The action space a is the transmit power and the selected channel, and is represented as:

o _u (τ)＝{c _u (τ)，k _u (τ)}

(3c) Specifically defining an action space, based on the observed information, the drone needs to determine which user is served at the current time slot τ and the offloading ratio Δ _m，u (tau) and determining the flight angle beta thereof _u (τ) and flight velocity v _u (τ), which can be written as:

a _u (τ)＝{m(τ)，Δ _m，u (τ)，β _u (τ)，v _u (τ)}

(3d) Defining a state space, the state of the system can be regarded as a set of all unmanned aerial vehicle observations:

s(τ)＝{o _u (τ)|u∈U}

(3e) Specifically defining rewards, wherein feedback obtained after the intelligent agent executes actions is called the rewards and is used for judging the quality of the actions and guiding the intelligent agent to update the strategy; generally speaking, the reward functions all correspond to optimization objectives, the objective of this optimization is to minimize the energy consumption of the drone and the average system computation delay, and the maximum reward return is just negatively correlated, so the reward after the drone executes actions is defined as:

r _u (τ)＝D _m (τ)·(-T ^mean (τ)-ψE _u (τ)-P _u (τ))

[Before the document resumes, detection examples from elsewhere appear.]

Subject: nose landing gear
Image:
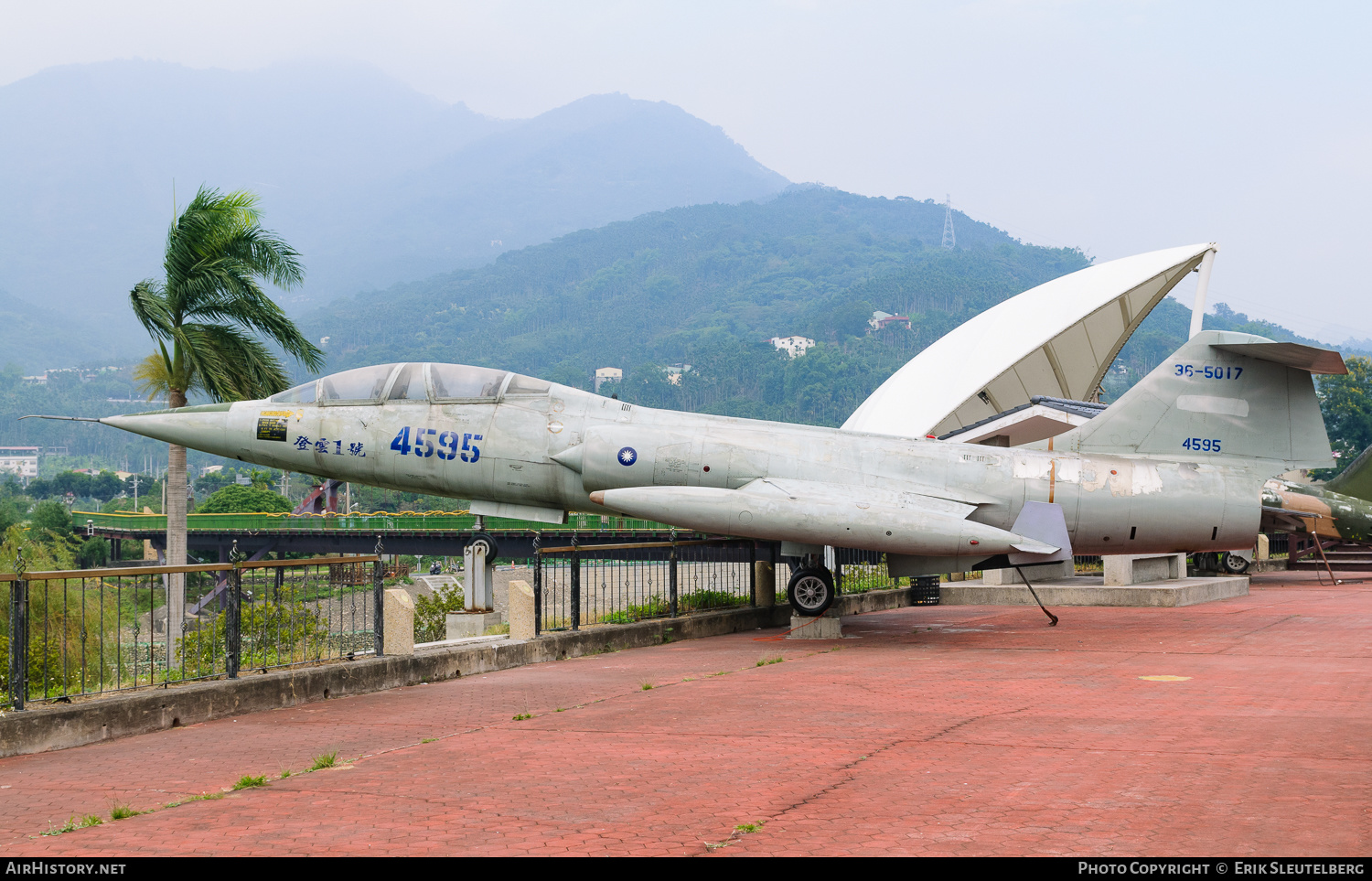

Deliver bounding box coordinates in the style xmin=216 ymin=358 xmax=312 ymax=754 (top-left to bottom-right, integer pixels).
xmin=787 ymin=565 xmax=834 ymax=618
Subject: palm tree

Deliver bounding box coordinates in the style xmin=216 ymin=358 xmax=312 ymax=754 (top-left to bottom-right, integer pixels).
xmin=129 ymin=187 xmax=324 ymax=653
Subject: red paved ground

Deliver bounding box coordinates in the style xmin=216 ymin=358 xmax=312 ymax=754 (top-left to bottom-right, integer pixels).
xmin=0 ymin=573 xmax=1372 ymax=856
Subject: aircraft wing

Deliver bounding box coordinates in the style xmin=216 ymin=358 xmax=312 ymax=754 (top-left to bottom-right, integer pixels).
xmin=844 ymin=243 xmax=1215 ymax=438
xmin=592 ymin=478 xmax=1062 ymax=560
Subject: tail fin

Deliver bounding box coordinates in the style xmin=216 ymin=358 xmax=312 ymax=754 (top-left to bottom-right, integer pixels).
xmin=1061 ymin=331 xmax=1347 ymax=471
xmin=1324 ymin=446 xmax=1372 ymax=502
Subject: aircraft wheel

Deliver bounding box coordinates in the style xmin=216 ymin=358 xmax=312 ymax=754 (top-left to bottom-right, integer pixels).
xmin=466 ymin=532 xmax=501 ymax=563
xmin=787 ymin=567 xmax=834 ymax=618
xmin=1220 ymin=553 xmax=1249 ymax=575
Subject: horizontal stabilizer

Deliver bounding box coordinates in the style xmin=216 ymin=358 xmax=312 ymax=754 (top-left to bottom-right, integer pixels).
xmin=1058 ymin=331 xmax=1346 ymax=472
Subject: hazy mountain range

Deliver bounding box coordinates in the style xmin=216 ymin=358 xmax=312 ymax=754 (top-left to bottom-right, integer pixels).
xmin=0 ymin=60 xmax=788 ymax=370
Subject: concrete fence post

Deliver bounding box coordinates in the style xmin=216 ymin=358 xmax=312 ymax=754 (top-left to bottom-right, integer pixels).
xmin=378 ymin=587 xmax=414 ymax=656
xmin=372 ymin=560 xmax=386 ymax=658
xmin=226 ymin=568 xmax=243 ymax=680
xmin=754 ymin=560 xmax=777 ymax=608
xmin=509 ymin=581 xmax=538 ymax=639
xmin=10 ymin=579 xmax=29 ymax=710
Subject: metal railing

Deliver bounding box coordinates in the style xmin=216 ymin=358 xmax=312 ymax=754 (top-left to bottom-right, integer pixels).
xmin=0 ymin=556 xmax=384 ymax=710
xmin=71 ymin=510 xmax=671 ymax=532
xmin=534 ymin=541 xmax=770 ymax=633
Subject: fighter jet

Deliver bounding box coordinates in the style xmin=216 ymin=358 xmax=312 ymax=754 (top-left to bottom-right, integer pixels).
xmin=32 ymin=331 xmax=1345 ymax=615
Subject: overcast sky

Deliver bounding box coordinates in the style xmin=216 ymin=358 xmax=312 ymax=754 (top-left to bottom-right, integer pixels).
xmin=0 ymin=0 xmax=1372 ymax=342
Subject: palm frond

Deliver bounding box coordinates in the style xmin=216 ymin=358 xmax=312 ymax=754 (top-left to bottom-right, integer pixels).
xmin=129 ymin=279 xmax=175 ymax=339
xmin=177 ymin=324 xmax=291 ymax=401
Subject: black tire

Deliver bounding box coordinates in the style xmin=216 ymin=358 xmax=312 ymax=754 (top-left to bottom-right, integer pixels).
xmin=466 ymin=532 xmax=501 ymax=563
xmin=787 ymin=565 xmax=834 ymax=618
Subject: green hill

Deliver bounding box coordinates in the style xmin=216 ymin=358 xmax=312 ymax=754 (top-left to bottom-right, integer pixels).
xmin=302 ymin=188 xmax=1088 ymax=425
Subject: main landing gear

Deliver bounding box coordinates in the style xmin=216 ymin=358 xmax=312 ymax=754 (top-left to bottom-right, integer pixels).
xmin=787 ymin=557 xmax=834 ymax=618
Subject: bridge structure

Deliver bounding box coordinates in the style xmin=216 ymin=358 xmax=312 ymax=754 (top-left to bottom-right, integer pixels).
xmin=71 ymin=510 xmax=705 ymax=560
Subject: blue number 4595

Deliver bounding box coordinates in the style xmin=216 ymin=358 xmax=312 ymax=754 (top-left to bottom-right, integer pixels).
xmin=391 ymin=425 xmax=482 ymax=463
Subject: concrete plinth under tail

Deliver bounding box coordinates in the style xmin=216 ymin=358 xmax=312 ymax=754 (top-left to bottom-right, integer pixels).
xmin=938 ymin=575 xmax=1249 ymax=608
xmin=787 ymin=609 xmax=844 ymax=639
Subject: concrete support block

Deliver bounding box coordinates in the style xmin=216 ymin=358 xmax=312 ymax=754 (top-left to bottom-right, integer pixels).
xmin=988 ymin=560 xmax=1077 ymax=585
xmin=1102 ymin=553 xmax=1187 ymax=587
xmin=787 ymin=609 xmax=844 ymax=639
xmin=463 ymin=545 xmax=496 ymax=609
xmin=754 ymin=560 xmax=777 ymax=606
xmin=381 ymin=587 xmax=414 ymax=655
xmin=445 ymin=612 xmax=501 ymax=639
xmin=509 ymin=582 xmax=534 ymax=639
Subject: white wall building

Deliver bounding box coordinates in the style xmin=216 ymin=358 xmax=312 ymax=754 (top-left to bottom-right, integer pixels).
xmin=766 ymin=337 xmax=815 ymax=359
xmin=0 ymin=446 xmax=38 ymax=480
xmin=595 ymin=368 xmax=625 ymax=392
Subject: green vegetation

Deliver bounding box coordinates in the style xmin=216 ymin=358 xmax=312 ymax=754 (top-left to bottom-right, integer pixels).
xmin=414 ymin=582 xmax=463 ymax=642
xmin=302 ymin=188 xmax=1087 ymax=424
xmin=1314 ymin=357 xmax=1372 ymax=479
xmin=40 ymin=814 xmax=104 ymax=836
xmin=129 ymin=187 xmax=324 ymax=579
xmin=195 ymin=485 xmax=295 ymax=513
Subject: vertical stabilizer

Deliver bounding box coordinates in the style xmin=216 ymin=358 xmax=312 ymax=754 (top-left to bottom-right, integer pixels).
xmin=1059 ymin=331 xmax=1347 ymax=472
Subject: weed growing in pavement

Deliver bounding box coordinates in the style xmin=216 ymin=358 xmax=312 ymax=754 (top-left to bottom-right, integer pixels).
xmin=41 ymin=814 xmax=104 ymax=836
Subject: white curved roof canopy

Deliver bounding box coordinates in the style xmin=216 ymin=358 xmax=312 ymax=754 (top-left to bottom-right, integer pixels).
xmin=844 ymin=243 xmax=1216 ymax=438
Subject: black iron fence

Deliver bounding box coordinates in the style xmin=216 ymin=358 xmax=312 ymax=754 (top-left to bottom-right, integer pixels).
xmin=0 ymin=557 xmax=384 ymax=710
xmin=534 ymin=541 xmax=771 ymax=633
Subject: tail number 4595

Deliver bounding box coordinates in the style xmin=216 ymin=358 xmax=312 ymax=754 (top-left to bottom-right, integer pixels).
xmin=391 ymin=425 xmax=482 ymax=463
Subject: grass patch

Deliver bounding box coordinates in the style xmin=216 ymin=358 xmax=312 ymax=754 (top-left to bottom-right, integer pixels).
xmin=41 ymin=814 xmax=104 ymax=836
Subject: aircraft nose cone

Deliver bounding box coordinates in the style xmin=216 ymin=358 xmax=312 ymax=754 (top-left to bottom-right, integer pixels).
xmin=101 ymin=403 xmax=232 ymax=456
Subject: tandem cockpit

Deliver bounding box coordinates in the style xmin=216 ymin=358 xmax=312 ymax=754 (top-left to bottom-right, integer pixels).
xmin=269 ymin=361 xmax=552 ymax=406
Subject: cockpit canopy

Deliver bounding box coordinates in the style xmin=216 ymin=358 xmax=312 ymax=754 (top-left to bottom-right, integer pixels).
xmin=272 ymin=362 xmax=551 ymax=406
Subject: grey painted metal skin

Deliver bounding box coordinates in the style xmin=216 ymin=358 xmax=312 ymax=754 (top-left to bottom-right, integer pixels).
xmin=72 ymin=332 xmax=1336 ymax=575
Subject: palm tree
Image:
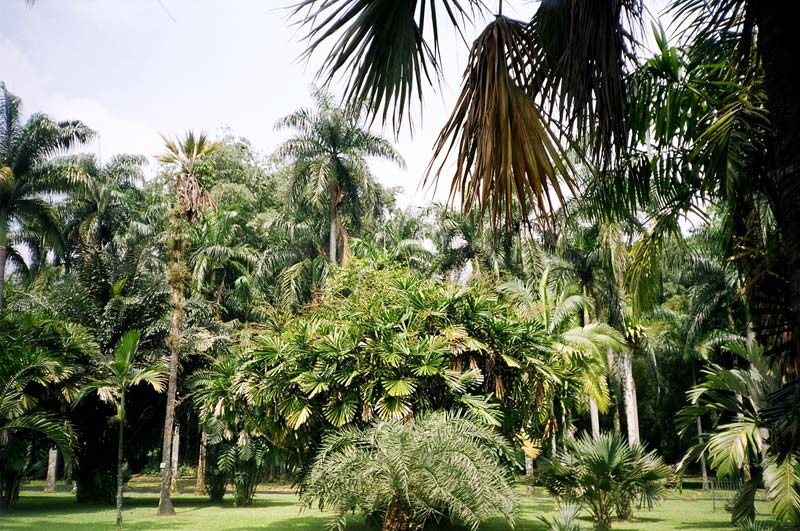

wherein D _m (τ)∈[0，1]For the attenuation coefficient, the benefit obtained after the unmanned aerial vehicle processes the mobile terminal unloading task is defined, and the specific calculation is as follows:

wherein eta and beta are correlation constants, the function image is of a sigmoid type, the number of times of accumulated service of the current user is input, the more times are, the larger the value is, the smaller the reward is, and the lower the benefit is; psi is used to average the drone energy consumption and usersCarrying out numerical value alignment; p _u (tau) is an additional punishment item, and if the unmanned aerial vehicle flies out of the field after executing actions or the distance between the unmanned aerial vehicle and the rest unmanned aerial vehicles is less than the safe distance, the punishment item needs to be added;

(3f) Establishing a deep reinforcement learning model on the basis of MADDPG according to the established S, A, O and R, adopting an operator-critic framework, wherein each agent has an own operator network, critic network and respective target network; the Actor network is responsible for formulating a policy pi (o) for an agent _u (τ)|θ _u )，θ _u Representing its network parameters; the critic network outputs an estimate of the optimum state-action cost function denoted as Q (s (τ), a) ₁ (τ)，...，a _U (τ)|w _u )，w _u Representing its network parameters; the input of the critic network comprises the observed values and actions of all agents in a time slot, but the input of the actor network only needs the observed values of the actor network when the distribution is executed;

the algorithm learns the Q function and the optimal strategy at the same time, when the criticc network is updated, H groups of records need to be extracted from the experience pool of each intelligent agent, and each group at the same time is spliced to obtain H new records, which are recorded as: { s _t，i ，a _1，i ，...，a _U，i ，r _1，i ，...，r _U，i ，s _t+1，i I =1, 2., H }, training the criticic network of each agent using a set of timing differences, the penalty function of the training Q-value function being defined as:

wherein y is _u，i Obtained from formula (24):

wherein,

and

respectively representing Unmanned Aerial Vehicles (UAVs) _u The critic target network and the actor target network, the target network has network parameters updated later, so that the training becomes more stable;

critic networks need to minimize losses to approximate true Q ^* The operator network updates the network parameters by using the gradient of the determination strategy of the Q value to perform gradient rise so as to maximize the action value:

finally at a fixed interval at an update rate

Updating the target network:

(4) Considering a continuous state space and a continuous action space, and performing model training of computational migration by using a multi-agent deep reinforcement learning algorithm based on MADDPG;

(5) In the execution stage, the unmanned aerial vehicle obtains an optimal user unloading scheme and a flight track by using a trained model based on the state s (tau) of the current environment.